The dance display at the basketball game for Naidoc Week.
The dance display at the basketball game for Naidoc Week. Brenda Strong

NAIDOC Week a winner

MANY indigenous and non-indigenous people participated in Gladstone NAIDOC week activities last week, including the celebratory march on Friday.

A Gladstone NAIDOC Week committee spokeswoman said there were a lot more non-indigenous people who marched this year, which was pleasing.

The march is about being proud of Aboriginal or Torres Strait Islander descent and showing the richness of Australia’s indigenous cultures.

The majority of Gladstone Regional councillors marched and Cr Clyde Cameron and his band provided musical entertainment at the Marina picnic on Friday.

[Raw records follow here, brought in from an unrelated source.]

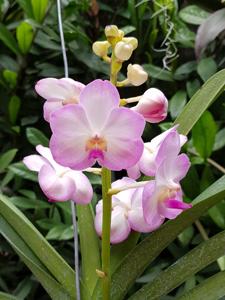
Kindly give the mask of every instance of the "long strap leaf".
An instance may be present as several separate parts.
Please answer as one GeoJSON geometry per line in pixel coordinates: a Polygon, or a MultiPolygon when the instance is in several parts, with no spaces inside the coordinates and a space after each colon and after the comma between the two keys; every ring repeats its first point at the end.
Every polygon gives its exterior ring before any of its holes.
{"type": "Polygon", "coordinates": [[[55,251],[26,216],[18,210],[10,198],[0,195],[0,214],[60,282],[70,295],[75,294],[74,271],[55,251]]]}
{"type": "Polygon", "coordinates": [[[204,111],[224,91],[225,69],[210,77],[198,90],[176,118],[175,124],[179,124],[178,131],[187,135],[204,111]]]}
{"type": "Polygon", "coordinates": [[[157,300],[225,253],[225,230],[201,243],[129,299],[157,300]]]}
{"type": "Polygon", "coordinates": [[[196,288],[177,298],[177,300],[217,300],[225,295],[225,271],[219,272],[203,281],[196,288]]]}
{"type": "MultiPolygon", "coordinates": [[[[10,243],[15,252],[24,261],[27,267],[37,277],[38,281],[45,288],[50,297],[54,300],[71,300],[75,299],[68,295],[65,289],[60,285],[39,261],[37,256],[30,250],[30,248],[24,243],[21,237],[15,232],[15,230],[0,216],[0,233],[10,243]]],[[[2,298],[0,298],[2,299],[2,298]]],[[[3,298],[4,299],[4,298],[3,298]]],[[[10,299],[10,298],[9,298],[10,299]]],[[[14,298],[13,298],[14,299],[14,298]]]]}
{"type": "MultiPolygon", "coordinates": [[[[122,261],[112,276],[113,300],[123,299],[145,268],[181,233],[210,207],[225,197],[225,176],[221,177],[193,202],[194,207],[175,220],[168,221],[139,243],[122,261]]],[[[97,285],[93,299],[101,299],[97,285]]]]}

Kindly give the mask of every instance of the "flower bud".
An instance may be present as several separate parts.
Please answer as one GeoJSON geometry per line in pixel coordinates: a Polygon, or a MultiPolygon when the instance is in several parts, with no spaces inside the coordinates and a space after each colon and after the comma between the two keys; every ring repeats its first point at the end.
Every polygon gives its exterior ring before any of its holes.
{"type": "Polygon", "coordinates": [[[97,56],[103,57],[107,55],[109,47],[110,44],[107,41],[95,42],[92,45],[92,50],[97,56]]]}
{"type": "Polygon", "coordinates": [[[128,60],[133,52],[133,46],[123,41],[115,46],[115,55],[120,61],[128,60]]]}
{"type": "Polygon", "coordinates": [[[122,30],[119,30],[116,25],[107,25],[105,27],[105,35],[108,38],[117,38],[121,36],[122,30]]]}
{"type": "Polygon", "coordinates": [[[129,64],[127,67],[127,79],[131,84],[139,86],[148,79],[148,74],[142,66],[129,64]]]}
{"type": "Polygon", "coordinates": [[[133,50],[135,50],[138,46],[138,40],[135,37],[125,37],[123,38],[123,42],[131,45],[133,47],[133,50]]]}
{"type": "Polygon", "coordinates": [[[167,116],[168,101],[160,90],[150,88],[141,96],[139,103],[132,109],[140,113],[146,121],[158,123],[167,116]]]}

The picnic was the highlight of the week’s celebrations, with hundreds of people of all ages flocking to the Gladstone Marina to enjoy indigenous culture, music and food.

NAIDOC stands for the National Aboriginal and Islander Day Observance Committee. Its origins can be traced to the emergence of Aboriginal groups in the 1920s which sought to increase awareness in the wider community of the status and treatment of indigenous Australians.

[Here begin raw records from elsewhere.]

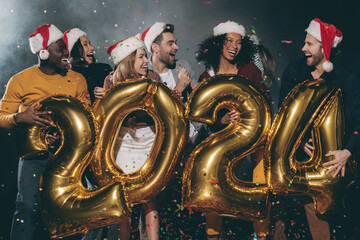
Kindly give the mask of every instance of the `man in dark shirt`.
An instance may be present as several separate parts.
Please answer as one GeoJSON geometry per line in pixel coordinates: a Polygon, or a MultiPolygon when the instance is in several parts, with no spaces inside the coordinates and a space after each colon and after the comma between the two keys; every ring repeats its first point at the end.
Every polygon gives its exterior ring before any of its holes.
{"type": "MultiPolygon", "coordinates": [[[[279,95],[279,105],[286,95],[299,83],[308,79],[323,78],[333,81],[341,89],[346,118],[345,147],[328,153],[333,160],[324,164],[331,166],[327,174],[335,177],[341,172],[345,175],[345,165],[350,156],[356,156],[360,147],[360,83],[355,74],[351,73],[340,63],[333,61],[337,47],[342,41],[342,33],[334,25],[329,25],[316,18],[311,21],[302,48],[305,57],[292,62],[285,69],[279,95]]],[[[310,138],[304,145],[304,151],[311,156],[314,147],[310,138]]],[[[329,225],[326,220],[316,216],[314,204],[305,205],[311,234],[314,240],[330,239],[329,225]]]]}

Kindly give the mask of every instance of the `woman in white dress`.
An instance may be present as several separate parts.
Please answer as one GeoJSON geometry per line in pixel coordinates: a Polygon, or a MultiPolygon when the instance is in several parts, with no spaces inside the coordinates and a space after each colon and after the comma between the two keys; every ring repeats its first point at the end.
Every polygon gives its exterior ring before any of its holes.
{"type": "MultiPolygon", "coordinates": [[[[129,37],[108,49],[116,70],[105,79],[104,88],[96,88],[95,97],[102,98],[104,89],[126,79],[145,77],[160,82],[160,77],[148,70],[149,60],[144,43],[138,37],[129,37]]],[[[139,170],[145,163],[155,140],[153,119],[145,111],[135,111],[123,121],[115,144],[116,163],[124,171],[131,173],[139,170]]],[[[144,204],[146,233],[149,240],[159,239],[159,213],[156,203],[151,200],[144,204]]],[[[130,219],[120,224],[121,240],[130,237],[130,219]]]]}

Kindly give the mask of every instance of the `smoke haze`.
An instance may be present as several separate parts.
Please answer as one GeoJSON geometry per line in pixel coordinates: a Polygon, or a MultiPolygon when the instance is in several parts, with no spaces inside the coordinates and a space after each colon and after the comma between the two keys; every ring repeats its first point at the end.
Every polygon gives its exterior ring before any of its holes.
{"type": "MultiPolygon", "coordinates": [[[[344,1],[269,1],[269,0],[1,0],[0,8],[0,96],[9,78],[37,63],[30,52],[28,37],[36,28],[52,23],[63,32],[78,27],[85,31],[96,47],[99,62],[109,63],[106,48],[118,40],[142,33],[156,21],[175,25],[180,50],[177,58],[190,62],[199,75],[204,66],[195,60],[197,44],[212,34],[219,22],[233,20],[244,25],[247,34],[256,31],[261,44],[277,62],[277,77],[289,63],[302,55],[304,30],[319,17],[333,23],[344,33],[344,60],[359,73],[355,45],[355,13],[344,1]],[[332,2],[334,4],[332,4],[332,2]],[[284,43],[283,40],[292,41],[284,43]]],[[[353,10],[355,12],[355,10],[353,10]]],[[[358,51],[358,50],[357,50],[358,51]]],[[[359,51],[358,51],[359,52],[359,51]]],[[[359,75],[359,74],[358,74],[359,75]]],[[[280,81],[272,86],[276,101],[280,81]]],[[[277,104],[274,104],[275,106],[277,104]]]]}

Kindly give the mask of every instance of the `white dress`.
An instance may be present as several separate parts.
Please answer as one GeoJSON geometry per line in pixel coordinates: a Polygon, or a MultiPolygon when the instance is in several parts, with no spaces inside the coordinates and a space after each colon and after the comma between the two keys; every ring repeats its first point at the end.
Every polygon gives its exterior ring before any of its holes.
{"type": "Polygon", "coordinates": [[[124,171],[131,173],[139,170],[151,151],[155,140],[155,126],[129,128],[122,126],[118,135],[120,148],[116,163],[124,171]]]}

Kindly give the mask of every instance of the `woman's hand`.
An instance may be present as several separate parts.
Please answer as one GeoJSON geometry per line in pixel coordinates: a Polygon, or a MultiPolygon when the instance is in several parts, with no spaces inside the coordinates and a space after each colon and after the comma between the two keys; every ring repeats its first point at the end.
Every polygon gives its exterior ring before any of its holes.
{"type": "Polygon", "coordinates": [[[173,92],[175,93],[175,96],[180,99],[180,101],[184,100],[184,97],[177,90],[174,89],[173,92]]]}
{"type": "Polygon", "coordinates": [[[323,166],[330,166],[332,167],[326,172],[326,174],[330,174],[332,171],[334,171],[333,178],[338,175],[338,173],[341,171],[341,176],[345,176],[345,165],[347,163],[347,160],[351,156],[351,152],[347,149],[344,150],[336,150],[333,152],[329,152],[325,155],[326,157],[334,156],[334,160],[324,163],[323,166]]]}
{"type": "Polygon", "coordinates": [[[232,111],[228,112],[227,114],[225,114],[225,116],[223,116],[221,118],[220,122],[223,125],[228,125],[228,124],[234,122],[238,118],[239,118],[239,113],[235,110],[232,110],[232,111]]]}
{"type": "Polygon", "coordinates": [[[95,87],[94,89],[95,98],[102,99],[104,97],[105,92],[106,92],[105,88],[95,87]]]}
{"type": "Polygon", "coordinates": [[[306,152],[307,155],[309,155],[309,157],[312,156],[313,151],[315,150],[315,147],[312,145],[312,138],[310,138],[303,146],[303,150],[304,152],[306,152]]]}

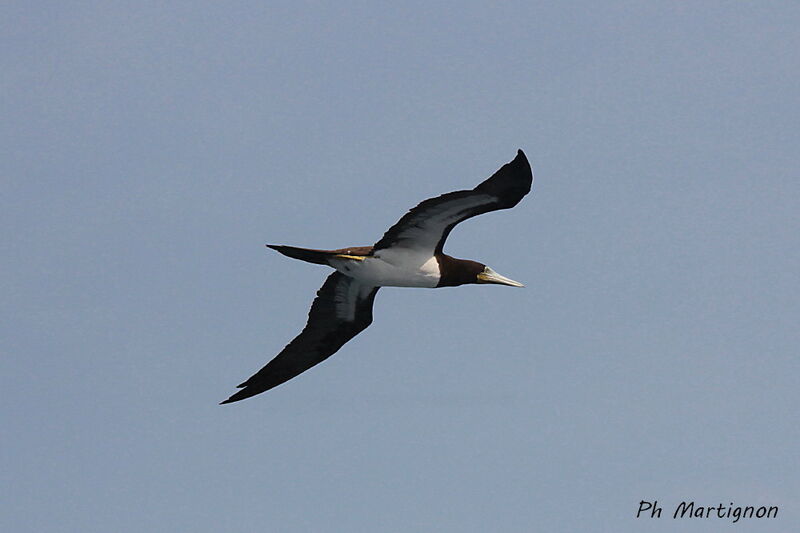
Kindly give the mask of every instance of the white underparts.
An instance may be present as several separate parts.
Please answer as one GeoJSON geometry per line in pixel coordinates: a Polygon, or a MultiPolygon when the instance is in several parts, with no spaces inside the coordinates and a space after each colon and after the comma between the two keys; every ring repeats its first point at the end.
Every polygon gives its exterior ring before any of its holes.
{"type": "Polygon", "coordinates": [[[436,287],[439,262],[429,254],[402,248],[381,250],[363,261],[335,259],[331,265],[360,283],[376,287],[436,287]]]}

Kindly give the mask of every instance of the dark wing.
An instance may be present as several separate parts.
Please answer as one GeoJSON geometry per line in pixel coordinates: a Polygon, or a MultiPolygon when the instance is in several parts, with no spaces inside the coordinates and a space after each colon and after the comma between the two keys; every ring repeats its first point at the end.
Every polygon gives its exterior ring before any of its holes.
{"type": "Polygon", "coordinates": [[[375,243],[373,253],[391,247],[441,253],[450,230],[468,218],[514,207],[528,194],[533,174],[522,150],[471,191],[456,191],[425,200],[403,215],[375,243]]]}
{"type": "Polygon", "coordinates": [[[276,387],[321,363],[372,323],[379,287],[334,272],[317,291],[300,335],[222,403],[238,402],[276,387]]]}

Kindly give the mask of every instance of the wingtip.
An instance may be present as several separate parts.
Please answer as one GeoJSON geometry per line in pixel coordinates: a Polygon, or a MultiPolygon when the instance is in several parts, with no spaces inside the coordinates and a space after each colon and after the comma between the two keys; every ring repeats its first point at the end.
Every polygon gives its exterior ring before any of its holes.
{"type": "Polygon", "coordinates": [[[250,397],[249,395],[243,395],[242,392],[244,391],[239,391],[236,394],[232,394],[230,398],[228,398],[227,400],[222,400],[221,402],[219,402],[219,404],[225,405],[226,403],[238,402],[239,400],[244,400],[245,398],[250,397]]]}
{"type": "Polygon", "coordinates": [[[233,403],[238,402],[239,400],[244,400],[245,398],[249,398],[252,396],[250,394],[252,391],[247,391],[245,387],[247,386],[247,382],[242,383],[241,385],[237,385],[236,387],[242,390],[238,390],[235,393],[231,394],[227,400],[223,400],[219,402],[220,405],[225,405],[226,403],[233,403]]]}
{"type": "Polygon", "coordinates": [[[517,157],[515,157],[511,163],[514,163],[515,166],[519,165],[518,168],[522,169],[523,172],[530,174],[531,183],[533,183],[533,168],[531,167],[530,161],[528,161],[528,156],[526,156],[525,152],[522,151],[522,148],[517,149],[517,157]]]}
{"type": "Polygon", "coordinates": [[[267,388],[260,386],[251,387],[249,385],[246,385],[245,383],[242,383],[241,385],[239,385],[239,388],[241,388],[242,390],[236,391],[235,393],[231,394],[230,398],[220,402],[219,404],[224,405],[226,403],[233,403],[246,400],[248,398],[256,396],[257,394],[261,394],[262,392],[265,392],[272,387],[267,387],[267,388]]]}

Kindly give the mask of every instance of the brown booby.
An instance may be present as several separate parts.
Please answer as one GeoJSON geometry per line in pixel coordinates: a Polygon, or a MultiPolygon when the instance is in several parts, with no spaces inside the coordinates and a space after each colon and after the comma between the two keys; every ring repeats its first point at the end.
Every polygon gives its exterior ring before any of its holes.
{"type": "Polygon", "coordinates": [[[522,287],[476,261],[442,251],[450,231],[461,221],[510,209],[528,194],[533,174],[517,151],[489,179],[469,191],[430,198],[406,213],[374,246],[312,250],[268,244],[283,255],[328,265],[328,276],[311,304],[303,331],[261,370],[222,402],[244,400],[284,383],[321,363],[372,323],[372,302],[381,287],[454,287],[497,283],[522,287]]]}

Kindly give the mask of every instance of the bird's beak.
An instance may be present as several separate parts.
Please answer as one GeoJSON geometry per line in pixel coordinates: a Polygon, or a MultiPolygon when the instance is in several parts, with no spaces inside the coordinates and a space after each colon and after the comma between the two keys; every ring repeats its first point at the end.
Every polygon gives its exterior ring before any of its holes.
{"type": "Polygon", "coordinates": [[[478,274],[478,283],[497,283],[498,285],[509,285],[511,287],[524,287],[522,283],[508,279],[501,276],[489,267],[483,269],[483,272],[478,274]]]}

Today, NAIDOC is a celebration of Aboriginal and Torres Strait Islander cultures and an opportunity to recognise the contributions of indigenous Australians in various fields.

Other activities throughout the week included a flag-raising ceremony in front of the Gladstone Regional Council chambers, the Rio Tinto Alcan trivia night, AP LNG sports day, Gladstone Ports Corporation kids cubbyhouse, a three-on-three basketball competition, Rio Tinto picnic at Gladstone Marina and the Gladstone Art Gallery Unsung Heroes presentation.

The 2010 National NAIDOC theme is Unsung Heroes - Closing the Gap by Leading Their Way. Many unsung Aboriginal and Torres Strait Islander people have made huge contributions to Australian society.

‘Unsung heroes’ recognises the part played by the quiet achievers in the Indigenous community, both now and in the past. These heroes lead by taking their own paths, and in doing so, helping other indigenous people to set their own direction for the future.

The theme asserts indigenous ownership of ‘closing the gap’. The gaps that need to be closed include those between indigenous and non-indigenous Australians and gaps in knowledge and understanding.

The golf day at Gladstone was postponed due to wet weather, but will be rescheduled later this month.